Auditing events for VMware Solutions
Use the IBM Cloud® Activity Tracker service to track how users and applications interact with IBM Cloud for VMware® Solutions in IBM Cloud.
IBM Cloud Activity Tracker records user-initiated activities that change the state of a service in the IBM Cloud. You can use this service to investigate for abnormal activity and critical actions, and comply with regulatory audit requirements. In addition, you can be alerted on actions as they happen. The events that are collected comply with the Cloud Auditing Data Federation (CADF) standard. For more information, see Getting started with Activity Tracker.
Events for VMware Shared
When you use IBM Cloud for VMware Solutions Shared, an event is generated to track how users and applications interact with virtual data centers.

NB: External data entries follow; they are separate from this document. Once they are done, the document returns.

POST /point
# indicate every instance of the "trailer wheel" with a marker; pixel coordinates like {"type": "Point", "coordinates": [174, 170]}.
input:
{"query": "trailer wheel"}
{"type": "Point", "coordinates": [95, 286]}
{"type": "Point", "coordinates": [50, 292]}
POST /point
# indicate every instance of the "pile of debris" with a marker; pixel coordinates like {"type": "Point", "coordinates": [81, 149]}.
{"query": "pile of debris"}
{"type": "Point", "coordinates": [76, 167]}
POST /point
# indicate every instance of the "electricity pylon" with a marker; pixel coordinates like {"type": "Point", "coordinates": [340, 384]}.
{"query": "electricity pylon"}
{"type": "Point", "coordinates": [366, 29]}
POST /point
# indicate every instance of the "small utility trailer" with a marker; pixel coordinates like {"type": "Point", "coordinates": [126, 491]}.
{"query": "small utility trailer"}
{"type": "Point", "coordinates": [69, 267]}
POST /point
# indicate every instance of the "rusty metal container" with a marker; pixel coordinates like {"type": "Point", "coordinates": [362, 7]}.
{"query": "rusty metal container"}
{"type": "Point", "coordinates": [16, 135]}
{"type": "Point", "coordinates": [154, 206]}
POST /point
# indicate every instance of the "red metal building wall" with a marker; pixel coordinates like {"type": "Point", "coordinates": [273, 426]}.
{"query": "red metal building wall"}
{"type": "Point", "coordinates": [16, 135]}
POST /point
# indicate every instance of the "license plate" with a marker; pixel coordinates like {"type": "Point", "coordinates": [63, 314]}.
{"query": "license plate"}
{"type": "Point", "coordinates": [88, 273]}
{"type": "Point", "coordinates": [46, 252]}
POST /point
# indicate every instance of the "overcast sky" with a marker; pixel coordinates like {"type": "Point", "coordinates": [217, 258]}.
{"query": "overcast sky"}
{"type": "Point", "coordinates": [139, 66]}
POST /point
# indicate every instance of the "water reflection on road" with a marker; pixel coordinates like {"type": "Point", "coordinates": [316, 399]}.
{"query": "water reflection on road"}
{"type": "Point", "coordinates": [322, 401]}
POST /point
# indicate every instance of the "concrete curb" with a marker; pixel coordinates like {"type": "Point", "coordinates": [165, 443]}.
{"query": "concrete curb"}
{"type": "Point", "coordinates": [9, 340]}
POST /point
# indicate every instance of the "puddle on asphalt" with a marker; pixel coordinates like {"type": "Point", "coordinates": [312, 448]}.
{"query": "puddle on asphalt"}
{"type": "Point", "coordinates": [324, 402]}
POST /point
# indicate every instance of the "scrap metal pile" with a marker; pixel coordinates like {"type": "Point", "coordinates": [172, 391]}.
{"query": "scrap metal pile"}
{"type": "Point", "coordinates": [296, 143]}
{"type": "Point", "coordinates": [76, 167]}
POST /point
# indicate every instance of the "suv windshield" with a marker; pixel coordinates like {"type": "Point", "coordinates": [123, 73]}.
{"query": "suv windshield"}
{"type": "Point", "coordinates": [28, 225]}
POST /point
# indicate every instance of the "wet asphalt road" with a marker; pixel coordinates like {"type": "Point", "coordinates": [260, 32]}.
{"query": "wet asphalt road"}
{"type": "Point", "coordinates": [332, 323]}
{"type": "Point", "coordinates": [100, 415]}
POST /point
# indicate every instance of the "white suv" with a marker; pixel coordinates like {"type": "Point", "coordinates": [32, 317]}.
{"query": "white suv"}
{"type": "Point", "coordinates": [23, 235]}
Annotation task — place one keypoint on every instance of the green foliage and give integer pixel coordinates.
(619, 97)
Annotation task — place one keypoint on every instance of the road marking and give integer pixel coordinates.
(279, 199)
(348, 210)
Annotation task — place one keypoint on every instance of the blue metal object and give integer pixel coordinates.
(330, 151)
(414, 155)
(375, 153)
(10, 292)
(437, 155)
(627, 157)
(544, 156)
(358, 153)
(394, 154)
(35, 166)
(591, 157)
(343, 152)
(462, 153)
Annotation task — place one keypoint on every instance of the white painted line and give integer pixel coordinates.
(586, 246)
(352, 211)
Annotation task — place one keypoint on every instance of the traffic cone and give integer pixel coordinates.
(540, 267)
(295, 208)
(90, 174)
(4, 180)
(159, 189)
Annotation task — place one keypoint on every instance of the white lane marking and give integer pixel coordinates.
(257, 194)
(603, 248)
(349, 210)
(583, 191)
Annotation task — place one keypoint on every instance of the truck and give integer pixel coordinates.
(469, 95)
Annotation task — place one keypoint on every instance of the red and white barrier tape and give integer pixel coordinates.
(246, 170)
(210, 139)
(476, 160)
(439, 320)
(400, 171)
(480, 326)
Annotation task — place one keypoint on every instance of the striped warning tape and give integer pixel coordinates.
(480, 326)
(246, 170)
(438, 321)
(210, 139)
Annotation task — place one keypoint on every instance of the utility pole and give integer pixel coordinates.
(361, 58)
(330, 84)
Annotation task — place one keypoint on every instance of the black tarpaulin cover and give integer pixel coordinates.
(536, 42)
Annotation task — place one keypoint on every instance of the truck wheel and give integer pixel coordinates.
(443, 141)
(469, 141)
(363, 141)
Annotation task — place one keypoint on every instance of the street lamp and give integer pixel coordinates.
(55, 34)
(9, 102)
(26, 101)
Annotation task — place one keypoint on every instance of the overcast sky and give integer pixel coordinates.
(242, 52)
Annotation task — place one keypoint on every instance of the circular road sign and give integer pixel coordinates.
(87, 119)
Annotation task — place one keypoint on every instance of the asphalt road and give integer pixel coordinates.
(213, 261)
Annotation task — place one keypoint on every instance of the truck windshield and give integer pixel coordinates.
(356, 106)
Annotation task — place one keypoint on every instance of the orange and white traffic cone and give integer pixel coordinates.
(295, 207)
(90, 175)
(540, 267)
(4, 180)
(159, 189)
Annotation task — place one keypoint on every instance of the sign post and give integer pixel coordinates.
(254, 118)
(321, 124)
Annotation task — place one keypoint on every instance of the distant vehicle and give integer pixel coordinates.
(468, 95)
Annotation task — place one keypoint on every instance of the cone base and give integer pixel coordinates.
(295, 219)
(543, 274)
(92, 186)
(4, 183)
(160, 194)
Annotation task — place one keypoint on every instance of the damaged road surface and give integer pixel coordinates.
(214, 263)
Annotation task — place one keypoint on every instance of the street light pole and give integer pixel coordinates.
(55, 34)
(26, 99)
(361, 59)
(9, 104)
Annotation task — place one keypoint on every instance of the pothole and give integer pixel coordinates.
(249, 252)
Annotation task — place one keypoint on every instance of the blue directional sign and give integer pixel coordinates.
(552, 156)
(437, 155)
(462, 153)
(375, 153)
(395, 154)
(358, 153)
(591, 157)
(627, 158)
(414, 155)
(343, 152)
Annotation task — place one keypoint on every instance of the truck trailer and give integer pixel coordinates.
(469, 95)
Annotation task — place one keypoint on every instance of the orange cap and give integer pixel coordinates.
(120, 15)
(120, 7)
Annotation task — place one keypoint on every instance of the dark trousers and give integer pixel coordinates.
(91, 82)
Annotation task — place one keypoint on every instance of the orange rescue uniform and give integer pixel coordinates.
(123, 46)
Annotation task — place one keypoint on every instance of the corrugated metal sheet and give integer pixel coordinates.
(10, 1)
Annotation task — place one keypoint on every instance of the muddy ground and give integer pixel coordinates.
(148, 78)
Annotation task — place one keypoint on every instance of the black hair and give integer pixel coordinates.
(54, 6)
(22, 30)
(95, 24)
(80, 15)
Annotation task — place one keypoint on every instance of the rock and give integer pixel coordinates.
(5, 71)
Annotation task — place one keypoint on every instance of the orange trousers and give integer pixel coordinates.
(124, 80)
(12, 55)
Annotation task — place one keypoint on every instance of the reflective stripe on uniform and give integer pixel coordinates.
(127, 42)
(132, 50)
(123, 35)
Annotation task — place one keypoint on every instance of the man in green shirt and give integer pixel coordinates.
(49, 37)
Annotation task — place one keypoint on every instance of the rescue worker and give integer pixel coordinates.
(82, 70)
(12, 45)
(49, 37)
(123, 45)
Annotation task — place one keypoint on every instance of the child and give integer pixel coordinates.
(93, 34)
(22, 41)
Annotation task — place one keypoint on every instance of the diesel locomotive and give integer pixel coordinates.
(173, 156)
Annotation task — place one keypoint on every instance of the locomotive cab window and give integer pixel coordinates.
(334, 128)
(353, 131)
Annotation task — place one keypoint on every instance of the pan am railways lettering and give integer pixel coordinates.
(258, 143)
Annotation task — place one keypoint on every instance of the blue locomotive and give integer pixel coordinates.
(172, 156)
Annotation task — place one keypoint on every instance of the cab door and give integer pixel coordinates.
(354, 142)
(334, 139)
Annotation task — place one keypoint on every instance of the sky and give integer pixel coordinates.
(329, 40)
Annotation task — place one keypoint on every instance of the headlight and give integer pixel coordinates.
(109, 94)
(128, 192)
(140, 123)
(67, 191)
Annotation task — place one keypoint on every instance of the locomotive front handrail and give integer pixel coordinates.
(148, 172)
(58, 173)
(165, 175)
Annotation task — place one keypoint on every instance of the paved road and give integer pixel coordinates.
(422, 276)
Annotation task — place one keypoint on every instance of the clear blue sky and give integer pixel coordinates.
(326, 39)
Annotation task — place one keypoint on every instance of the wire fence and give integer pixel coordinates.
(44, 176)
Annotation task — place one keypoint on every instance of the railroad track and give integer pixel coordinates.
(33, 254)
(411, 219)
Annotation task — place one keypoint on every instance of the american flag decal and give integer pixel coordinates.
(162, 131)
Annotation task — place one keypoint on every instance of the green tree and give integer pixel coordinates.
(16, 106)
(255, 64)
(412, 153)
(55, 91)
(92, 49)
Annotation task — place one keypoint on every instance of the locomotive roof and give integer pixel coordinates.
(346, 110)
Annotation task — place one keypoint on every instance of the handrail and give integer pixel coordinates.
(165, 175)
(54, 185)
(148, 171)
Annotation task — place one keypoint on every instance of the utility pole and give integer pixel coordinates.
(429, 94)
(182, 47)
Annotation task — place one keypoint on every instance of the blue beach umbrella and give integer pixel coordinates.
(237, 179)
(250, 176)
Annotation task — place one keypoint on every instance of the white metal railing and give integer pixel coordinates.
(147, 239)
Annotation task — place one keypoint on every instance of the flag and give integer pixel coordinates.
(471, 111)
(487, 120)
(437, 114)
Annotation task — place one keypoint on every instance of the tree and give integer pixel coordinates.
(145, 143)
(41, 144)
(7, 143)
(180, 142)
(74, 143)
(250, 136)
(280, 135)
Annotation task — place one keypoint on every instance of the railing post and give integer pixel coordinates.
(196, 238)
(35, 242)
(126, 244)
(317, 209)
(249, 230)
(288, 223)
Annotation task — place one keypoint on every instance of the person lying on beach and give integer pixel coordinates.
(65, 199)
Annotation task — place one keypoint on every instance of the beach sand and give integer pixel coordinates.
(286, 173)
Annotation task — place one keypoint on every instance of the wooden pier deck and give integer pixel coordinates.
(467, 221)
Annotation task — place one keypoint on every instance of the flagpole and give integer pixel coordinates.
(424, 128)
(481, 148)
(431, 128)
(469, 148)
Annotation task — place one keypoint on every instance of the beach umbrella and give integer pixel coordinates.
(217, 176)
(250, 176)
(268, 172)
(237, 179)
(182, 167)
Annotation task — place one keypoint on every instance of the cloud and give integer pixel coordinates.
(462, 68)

The following table lists the actions that generate and send an event to Activity Tracker.
Action | Description | Outcome |
---|---|---|
vmware-solutions.vdc.create |
An event is generated when a virtual data center instance is created. | pending success failure |
vmware-solutions.vdc.delete |
An event is generated when a virtual data center instance is deleted. | pending success failure |
vmware-solutions.vdc.update |
An event is generated when capacity is added to a virtual data center instance. An event is generated when capacity is removed from a virtual data center instance. |
pending success failure |
Events for vCenter Server instance management
When you manage user accounts, instances, clusters, and services in IBM Cloud for VMware Solutions, an event is generated.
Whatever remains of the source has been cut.